Bankruptcy court proceedings could take years, and Celsius has reminded customers that they could be considered “unsecured creditors”—a classification that would put them low on the priority list to get repaid. They would “have no earmarked rights to any funds or anything,” James Van Horn, a partner at Barnes & Thornburg in Washington, told Reuters.
Zoom out: The implosion of crypto companies who owe customers billions is a new phenomenon, and the decisions courts make regarding repayment will set a precedent. That precedent could be applied pretty widely, because crypto firms are falling like college students when “Tubthumping” comes on: Celsius was the third major crypto company to file for bankruptcy in the past two weeks.—JW
Though then you’re not investing but rather speculating on price. It’s like keeping gold in a safe: it won’t multiply and produce other useful assets.
The concept behind the semantics actually matters but I see your point. Enjoy your evening/night.
But then, in such a scenario, what would even be the point of crypto? If you are going to trust intermediaries, might as well use regular fiat currencies, with reserve currencies as a fall back.
You can’t have your cake and eat it. Either cryptos are there to remove the need for trust from financial transactions, and it is facing a lot of challenges but may have some use, or it is just another way to transfer funds and enforce contracts while still relying on trusted intermediaries, and then it is far from the most efficient way to do so.
Either cryptos have a use, or they are a fad. I’m all for arguing for their use but please stop pretending being a fad has an intrinsic use. Getting more valuable because more people put value into it driving even more people to put value into it is the exact way Sam Bankman-Fried described yield farming, and also the exact definition of a pyramid scheme. We’re way past that, schemers have had their time, now, please, start making some sense (not speaking for true cryptos advocates like @Oliv who actually make some sense when laying out their arguments).
In your scenario, you need an internet connection and a relationship with a trusted intermediary. That is not much different from needing a relationship with a bank, which could be a foreign one. If autocratic governments can prevent the second one to be effective, they can take action against the first in much the same way.
Maybe I’m blind but I fail to see how someone who would have access to a regulated crypto exchange couldn’t have access to USD (or another reserve currency).

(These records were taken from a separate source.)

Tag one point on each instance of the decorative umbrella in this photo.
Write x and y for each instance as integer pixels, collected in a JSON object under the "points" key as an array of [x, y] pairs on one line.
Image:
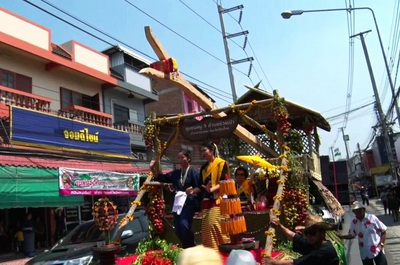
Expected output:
{"points": [[257, 161]]}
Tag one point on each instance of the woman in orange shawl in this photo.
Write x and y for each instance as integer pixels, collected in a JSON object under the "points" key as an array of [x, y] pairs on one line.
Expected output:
{"points": [[211, 173]]}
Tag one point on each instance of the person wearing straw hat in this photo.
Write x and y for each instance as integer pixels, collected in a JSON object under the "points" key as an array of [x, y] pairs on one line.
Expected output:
{"points": [[241, 257], [312, 245], [371, 233], [199, 255]]}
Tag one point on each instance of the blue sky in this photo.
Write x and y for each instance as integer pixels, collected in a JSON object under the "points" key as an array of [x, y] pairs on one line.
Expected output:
{"points": [[305, 58]]}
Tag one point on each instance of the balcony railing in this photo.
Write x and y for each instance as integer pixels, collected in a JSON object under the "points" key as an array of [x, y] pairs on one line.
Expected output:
{"points": [[129, 126], [10, 96], [88, 115]]}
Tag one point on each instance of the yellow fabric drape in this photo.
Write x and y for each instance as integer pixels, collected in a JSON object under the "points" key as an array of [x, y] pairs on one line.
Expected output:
{"points": [[214, 169], [245, 188]]}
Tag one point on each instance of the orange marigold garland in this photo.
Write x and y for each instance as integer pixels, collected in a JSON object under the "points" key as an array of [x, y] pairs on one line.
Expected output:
{"points": [[155, 210], [105, 215]]}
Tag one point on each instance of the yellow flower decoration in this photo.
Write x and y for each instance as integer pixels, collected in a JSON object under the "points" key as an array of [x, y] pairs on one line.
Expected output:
{"points": [[276, 212], [280, 181]]}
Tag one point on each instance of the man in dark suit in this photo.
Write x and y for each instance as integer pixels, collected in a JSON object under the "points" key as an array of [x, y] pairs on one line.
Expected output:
{"points": [[186, 183]]}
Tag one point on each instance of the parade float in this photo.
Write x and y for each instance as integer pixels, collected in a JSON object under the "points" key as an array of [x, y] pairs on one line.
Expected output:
{"points": [[276, 136]]}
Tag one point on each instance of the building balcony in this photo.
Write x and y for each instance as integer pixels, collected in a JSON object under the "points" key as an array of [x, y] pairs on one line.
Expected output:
{"points": [[87, 115], [133, 127], [13, 97]]}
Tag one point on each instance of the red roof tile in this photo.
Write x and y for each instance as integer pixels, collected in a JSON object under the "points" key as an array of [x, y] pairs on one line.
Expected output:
{"points": [[26, 161]]}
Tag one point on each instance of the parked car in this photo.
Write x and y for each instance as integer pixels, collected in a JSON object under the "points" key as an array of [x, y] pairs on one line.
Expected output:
{"points": [[76, 248]]}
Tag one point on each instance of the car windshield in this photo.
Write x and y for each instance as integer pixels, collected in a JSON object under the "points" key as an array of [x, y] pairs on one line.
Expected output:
{"points": [[87, 232]]}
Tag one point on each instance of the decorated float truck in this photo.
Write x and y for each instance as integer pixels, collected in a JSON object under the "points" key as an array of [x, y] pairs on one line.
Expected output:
{"points": [[277, 137]]}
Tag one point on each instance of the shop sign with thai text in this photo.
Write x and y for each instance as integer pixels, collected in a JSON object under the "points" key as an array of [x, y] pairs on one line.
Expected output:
{"points": [[209, 128], [39, 129], [90, 182]]}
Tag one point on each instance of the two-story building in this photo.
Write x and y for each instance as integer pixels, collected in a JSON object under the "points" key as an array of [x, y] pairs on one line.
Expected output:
{"points": [[71, 124]]}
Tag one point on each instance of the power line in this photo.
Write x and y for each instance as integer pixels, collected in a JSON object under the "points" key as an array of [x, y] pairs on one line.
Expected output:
{"points": [[346, 113]]}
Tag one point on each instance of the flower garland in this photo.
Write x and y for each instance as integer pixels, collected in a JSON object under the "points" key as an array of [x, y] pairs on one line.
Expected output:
{"points": [[155, 210]]}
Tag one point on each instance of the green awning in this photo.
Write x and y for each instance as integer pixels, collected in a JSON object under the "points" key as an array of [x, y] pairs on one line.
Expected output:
{"points": [[32, 187]]}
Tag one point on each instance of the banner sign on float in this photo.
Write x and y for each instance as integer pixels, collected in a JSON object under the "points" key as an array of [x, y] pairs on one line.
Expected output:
{"points": [[208, 128], [89, 182]]}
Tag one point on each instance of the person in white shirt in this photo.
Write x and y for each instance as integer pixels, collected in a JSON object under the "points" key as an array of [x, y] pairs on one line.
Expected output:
{"points": [[371, 233]]}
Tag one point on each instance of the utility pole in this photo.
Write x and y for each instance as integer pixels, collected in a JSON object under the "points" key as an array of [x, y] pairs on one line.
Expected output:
{"points": [[381, 118], [334, 173], [361, 162], [225, 36], [346, 139]]}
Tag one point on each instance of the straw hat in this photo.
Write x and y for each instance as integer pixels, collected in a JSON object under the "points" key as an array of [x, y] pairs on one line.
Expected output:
{"points": [[316, 223], [199, 255], [356, 205], [241, 257]]}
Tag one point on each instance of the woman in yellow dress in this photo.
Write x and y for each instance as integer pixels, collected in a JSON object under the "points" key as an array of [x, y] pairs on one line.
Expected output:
{"points": [[211, 173], [245, 184]]}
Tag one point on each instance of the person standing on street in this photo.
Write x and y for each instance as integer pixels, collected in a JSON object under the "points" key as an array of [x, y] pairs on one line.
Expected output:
{"points": [[371, 233], [384, 199], [364, 195], [393, 204], [186, 183], [312, 245]]}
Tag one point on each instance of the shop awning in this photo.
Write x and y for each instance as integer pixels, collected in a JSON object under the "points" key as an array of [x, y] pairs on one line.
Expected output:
{"points": [[330, 200], [32, 187], [380, 170]]}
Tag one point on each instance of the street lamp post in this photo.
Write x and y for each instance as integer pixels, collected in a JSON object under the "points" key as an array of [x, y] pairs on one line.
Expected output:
{"points": [[290, 13]]}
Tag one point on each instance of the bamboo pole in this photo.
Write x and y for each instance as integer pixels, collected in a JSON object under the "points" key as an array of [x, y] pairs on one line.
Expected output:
{"points": [[214, 111], [277, 205]]}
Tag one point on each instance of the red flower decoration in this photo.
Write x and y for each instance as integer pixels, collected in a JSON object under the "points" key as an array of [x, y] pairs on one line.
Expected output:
{"points": [[373, 249]]}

The kind of passive income that celsius was providing?
He said it’s the traditional financial system that’s ripping people off by taking their deposits, using them to make money, and then claiming it can only pay tiny interest rates. “Somebody is lying,” Mashinsky said. “Either the bank is lying or Celsius is lying.”
Speculation can have other components in it. I can speculate on products that have some sort of returns by betting that they’ll develop a new functionality, or get some regulatory approval that will boost their returns without the returning money coming from the new people signing into the scheme.
Pyramid schemes are a kind of speculation that is doomed to fail from the start: it relies on an ever growing flow of new money to pay “returns” to the previous participants. Cryptos can fall in one or the other bucket depending on our outlook on them. I fail to see where actual returns would come from in your proposal.
If you want something, you have to put something. What is the difficulty of writing down in a piece of paper a seed phrase and store in two different physical places (your home and that of your parents for instance).
I cannot accept people saying cryptos are complicated while doing FIRE with ETFs is WAY way way more complicated.
Find a reputable broker, find the tax matters and do them, check fees, learn all the things about ETFs, learn about difference between those and bonds, learn about indices, what is Vanguard?, What is TER?, distributing? picking up the ones you want or you think you want, rebalance portfolios, etc.
On top of that guess what would happen with your money if the broker you chose would go bankrupt.
Seriously? A hardware wallet is up and running in minutes. A software wallet like MyCrypto or Wasabi takes 5 minutes to get up and running.
If someone has the knowledge to invest in ETFs, he can learn the basic crypto things in a few days.
Edit: I am referring to a scenario where you are not planning to put all your life savings on a crypto wallet. That is absurd unless you plan to speculate.
You are supposed to write it in a way that it doesn’t look like a BTC seed phrase man. You are not going to put it in an envelope “THIS IS MY BTC WALLET SEED PHRASE”.
Btw, you still need your password besides the passphrase.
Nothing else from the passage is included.